3. Caveats with shared memory

For shared HugeTLB memory, both HugeTLB reservation and page faults are charged
to the first task that causes the memory to be reserved or faulted, and all
subsequent uses of this reserved or faulted memory is done without charging.

Shared HugeTLB memory is only uncharged when it is unreserved or deallocated.
This is usually when the HugeTLB file is deleted, and not when the task that
caused the reservation or fault has exited.


4. Caveats with HugeTLB cgroup offline.

When a HugeTLB cgroup goes offline with some reservations or faults still
charged to it, the behavior is as follows:

- The fault charges are charged to the parent HugeTLB cgroup (reparented),
- the reservation charges remain on the offline HugeTLB cgroup.

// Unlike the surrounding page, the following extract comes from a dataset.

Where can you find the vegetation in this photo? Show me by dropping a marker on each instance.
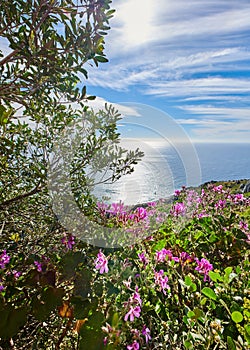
(183, 282)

This means that if a HugeTLB cgroup gets offlined while there is still HugeTLB
reservations charged to it, that cgroup persists as a zombie until all HugeTLB
reservations are uncharged. HugeTLB reservations behave in this manner to match
the memory controller whose cgroups also persist as zombie until all charged
memory is uncharged. Also, the tracking of HugeTLB reservations is a bit more
complex compared to the tracking of HugeTLB faults, so it is significantly
harder to reparent reservations at offline time.